In 2018, Salles - now the custodian of the Brazilian Amazon - ran for federal Congress with a political ad that displayed bullets from a rifle as his solution for environmental activists, indigenous tribes impeding the destruction of their land, and "leftists." Salles lost his bid for Congress, but was rewarded with a much more powerful position: Bolsonaro's environment minister.
Bolsonaro and Salles view deforestation as such a pressing priority that they openly despise anyone who seeks to impede it. Earlier this month, Bolsonaro fired a top scientist after he warned the country that deforestation was taking place at an unprecedented and dangerous rate. Last month, when a reporter asked Bolsonaro about the damage being done to the environment by his industrial policies, the President contemptuously told the reporter he should defecate less: "one day yes, one day no." And, in the face of rising political pressure over the Amazonian fires, he infamously, and baselessly, blamed environmental groups this week for having started them.

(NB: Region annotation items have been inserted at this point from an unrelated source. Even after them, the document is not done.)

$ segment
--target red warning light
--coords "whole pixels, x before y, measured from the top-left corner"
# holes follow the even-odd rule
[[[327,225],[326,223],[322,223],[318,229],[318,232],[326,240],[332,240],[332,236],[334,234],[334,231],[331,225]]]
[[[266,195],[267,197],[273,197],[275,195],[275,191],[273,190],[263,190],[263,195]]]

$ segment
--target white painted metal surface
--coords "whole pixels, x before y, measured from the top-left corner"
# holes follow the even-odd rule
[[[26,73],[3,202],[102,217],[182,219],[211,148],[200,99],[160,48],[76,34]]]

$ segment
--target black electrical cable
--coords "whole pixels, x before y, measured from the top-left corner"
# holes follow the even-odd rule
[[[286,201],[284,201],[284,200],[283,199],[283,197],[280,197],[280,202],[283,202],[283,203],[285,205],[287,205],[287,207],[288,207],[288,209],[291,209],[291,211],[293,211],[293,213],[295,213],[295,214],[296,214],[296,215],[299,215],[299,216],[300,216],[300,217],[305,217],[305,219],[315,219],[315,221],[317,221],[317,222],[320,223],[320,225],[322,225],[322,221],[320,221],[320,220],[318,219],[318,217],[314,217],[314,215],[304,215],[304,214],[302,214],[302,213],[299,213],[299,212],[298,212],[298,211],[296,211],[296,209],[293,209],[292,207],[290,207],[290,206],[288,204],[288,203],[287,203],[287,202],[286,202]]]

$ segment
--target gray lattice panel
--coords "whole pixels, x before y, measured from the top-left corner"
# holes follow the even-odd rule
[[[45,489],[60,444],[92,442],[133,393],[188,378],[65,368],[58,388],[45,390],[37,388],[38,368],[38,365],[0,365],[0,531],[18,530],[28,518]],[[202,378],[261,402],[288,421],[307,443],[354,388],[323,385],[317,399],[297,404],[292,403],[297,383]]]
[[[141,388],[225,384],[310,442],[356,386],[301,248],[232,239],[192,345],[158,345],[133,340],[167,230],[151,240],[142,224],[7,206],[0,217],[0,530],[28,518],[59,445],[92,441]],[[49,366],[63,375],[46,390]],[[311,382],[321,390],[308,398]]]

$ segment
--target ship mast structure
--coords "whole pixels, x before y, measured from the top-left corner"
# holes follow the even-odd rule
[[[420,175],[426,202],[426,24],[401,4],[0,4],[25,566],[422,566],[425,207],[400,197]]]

The agencies charged with safeguarding the nearly one million indigenous people in Brazil have suffered such severe budget cuts under Bolsonaro that they are now barely functioning. During the campaign, he vowed: "Not one centimetre will be demarcated for indigenous reserves or quilombolas." In late July, gold miners invaded an indigenous village and one of its leaders was stabbed to death.
All of these dramatic changes have occurred not only from ideology but also political captivity. Along with right-wing evangelicals and supporters of Brazil's past military dictatorship, Brazil's powerful agribusiness sector is a critical component of the coalition that swept Bolsonaro into office.
Their gamble on Bolsonaro has paid dividends: a huge array of previously banned pesticides has been approved for use this year with virtually no debate or study. One result: the death of 500 million bees in the last three months alone.
Worst of all, deforestation is consuming the Amazon at a horrifically rapid pace. As The New York Times put it this week: "The destruction of the Amazon rain forest in Brazil has increased rapidly since the nation's new far-right president took over and his government scaled back efforts to fight illegal logging, ranching and mining."
The government agency responsible for monitoring deforestation documented the loss of "1,330 square miles of forest cover in the first half of 2019, a 39 percent increase over the same period last year."
What the world is witnessing is as deliberate as it is dangerous. It is insufficient, and arguably offensive, for already-developed and rich western powers which have done so much damage to the planet to simply dictate to Brazil that it must not exploit its resources the way the west has done with such great environmental damage.
But the world also cannot stand by and let the Bolsonaro government destroy the Amazon. In lieu of unilateral decrees that smack of arrogant colonialism, rich industrialized countries who need the Amazon to survive should fund social programs for poor Brazilians who compose a large majority of our supremely unequal country, in exchange for preservation of this vital environmental asset.
Identifying the culprit - Bolsonaro and Salles - is necessary but not sufficient to avert the environmental disaster. The Amazon belongs to Brazil, but the need to save the planet belongs to all of humanity, and all of us must bear this burden collectively.